At their best, they’re quite funny. The more notorious examples have even spawned memes. There are even Tumblr blogs that aggregate unfortunate, inaccurate and hilarious translation fails for all to see.
— ITC Global Translations (@ITCtranslations) August 12, 2013
But at their worst, they paint a picture of unprofessionalism and laziness. Whether you’re planning to apply for a job or an apartment abroad, or are looking to translate your web page, you need to get things right first time round.
The problem is two-fold. Firstly, translations are being made by people who don’t have a perfect command on the target language. We’ve also became far too dependent on Google Translate which offers a questionable service at best.
Thankfully, there are services that offer affordable and accurate translations you can depend on. Here are three of the best, and three of the rest.
Translation services usually require that you either compromise on cost, or on quality. UnBabel demands neither, and offers an expedient, accurate service for a fraction of the cost of its competitors. Like most translation services, it charges by the word But the biggest difference is in how it goes about translating the text.
It uses machine learning techniques — much like Google Translate does — to auto-translate, but then passes the computer-generated text to a human who proofreads and edits for accuracy and flow. I tried it out with a Rick Astley-flavored love letter. Your first translation (up to 150 words) is free, and no credit card is required.
Then select the original language, and the language you want to translate it to. Depending on the language the text is originally written in, you have a lot of choice here. I decided on Brazilian Portuguese.
You can also select the tone of the text. This is important, as the translation service needs to know whether to use a more informal or business-like approach. You can also help the translator out by giving it an idea of the subject of the text. Given the somewhat amorous intent, I said “Sex and relationships”.
Before you click “Submit Order”, you’ll see a breakdown of how much it’ll cost you.
Then, give your email and a few minutes later you’ll be sent your translation.
If it adds up, click “approve”. I sent my translation to Eduardo, who informed me it was indeed accurate, and told me to never email him ever again.
Although, as always with Reddit, there’s a bit of online etiquette involved. Don’t, for instance, think someone will translate your entire essay or write your homework for free. Although, for larger jobs it’s perfectly acceptable to open your checkbook, but make sure you offer a reasonable amount of cash.
But for jobs where a traditional translation service is overkill and you only need to translate a simple phrase, /r/translator is perfect.
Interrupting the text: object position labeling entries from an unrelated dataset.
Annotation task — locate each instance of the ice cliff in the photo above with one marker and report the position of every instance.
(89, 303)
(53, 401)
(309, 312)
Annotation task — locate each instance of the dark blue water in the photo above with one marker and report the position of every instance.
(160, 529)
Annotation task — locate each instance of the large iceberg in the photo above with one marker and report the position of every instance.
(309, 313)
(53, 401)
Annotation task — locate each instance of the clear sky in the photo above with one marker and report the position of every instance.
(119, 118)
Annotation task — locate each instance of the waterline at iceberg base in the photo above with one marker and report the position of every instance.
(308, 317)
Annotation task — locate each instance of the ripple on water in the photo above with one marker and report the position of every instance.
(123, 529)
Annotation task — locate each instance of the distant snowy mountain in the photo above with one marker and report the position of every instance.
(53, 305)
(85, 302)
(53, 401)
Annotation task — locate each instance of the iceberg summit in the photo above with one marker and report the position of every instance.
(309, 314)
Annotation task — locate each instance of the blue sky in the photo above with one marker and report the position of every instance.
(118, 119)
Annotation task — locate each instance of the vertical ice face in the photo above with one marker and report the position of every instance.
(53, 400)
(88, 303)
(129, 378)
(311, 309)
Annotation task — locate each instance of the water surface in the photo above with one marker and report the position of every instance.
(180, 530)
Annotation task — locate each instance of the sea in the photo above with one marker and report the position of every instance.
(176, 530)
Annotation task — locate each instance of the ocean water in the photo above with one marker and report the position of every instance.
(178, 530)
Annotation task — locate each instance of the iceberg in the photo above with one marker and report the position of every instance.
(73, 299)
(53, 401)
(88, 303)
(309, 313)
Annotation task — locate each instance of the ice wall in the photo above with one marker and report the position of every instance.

At the upper-end of this translation service rundown, you’ve got Gengo which is, in spirit, very much like UnBabel albeit with some key differences. You start off in the same way, by copying in the passage of text you wish to translate.
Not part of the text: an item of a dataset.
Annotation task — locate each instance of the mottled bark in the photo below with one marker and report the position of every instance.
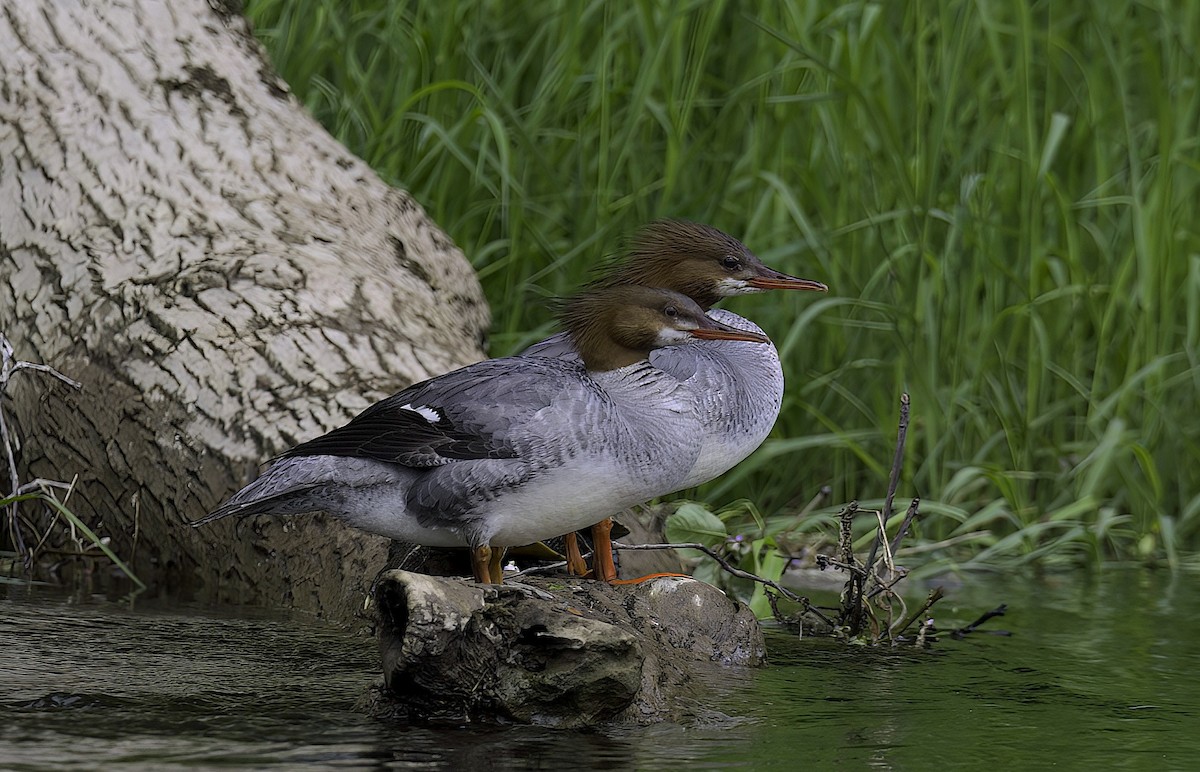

Then you select the language you want to translate to. There’s an impressive amount of languages on offer, including Arabic, French, Russian, and more.
For large localization jobs, you can translate to multiple other languages simultaneously. Be warned, though. This will exponentially increase the cost of your translation.
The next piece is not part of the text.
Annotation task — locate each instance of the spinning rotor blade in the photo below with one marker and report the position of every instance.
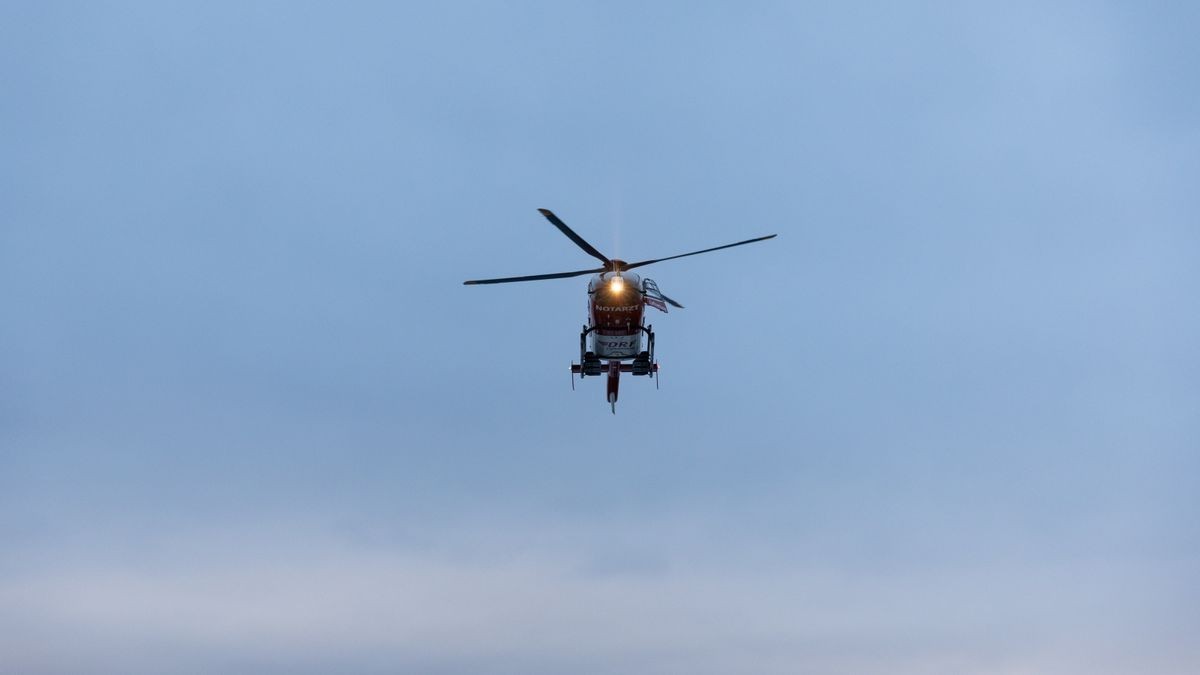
(532, 278)
(570, 233)
(631, 266)
(672, 303)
Then, select the tone. Helpfully, Gengo suggests tones based upon where the text will be published. For example, if your translation is going to be used as website copy, it is best to use a more business-like tone. But if you’re planning on using it on social media, it might be best to use something a bit more informal.
Perhaps the biggest advantage of Gengo is that your text is going to an actual human being. Someone who understands the nuances of that particular language well enough to make your translation feel natural and organic.
Of course, there’s a downside. Namely, the cost of translation sharply increases from $0.03 per word with UnBabel, to around $0.12 per word with Gengo. Furthermore, since your translation is being done manually by a human being, you can expect to wait much longer.
My translation from UnBabel took 13 minutes to complete. With Gengo, you can expect a minimum wait of 5 hours, depending on the language and length of the text.
These services offer the best compromise between scalability, speed, and price. But that’s not to say that there aren’t any other compelling options available. Others you might want to consider include:
- The Reddit /r/forhire subredit is a great place to find translators, and a great place for any polyglot to find work. Workers and potential clients also come with testimonials, making it easy to spot good clients, as well as bad hires.
- Duolingo is more than just a language learning service . It also allows you to leverage the power of the crowd to translate large bodies of text. For individuals, it’s free. Businesses, email them for a quote.
- Translate.com offers both machine-powered and human-powered translation through its website and portfolio of applications. You won’t have to open your checkbook to use it — it’s supported by advertising — but there’s no guarantee that a human actually will translate your text, and the machine-powered translator is no more accurate than Google Translate.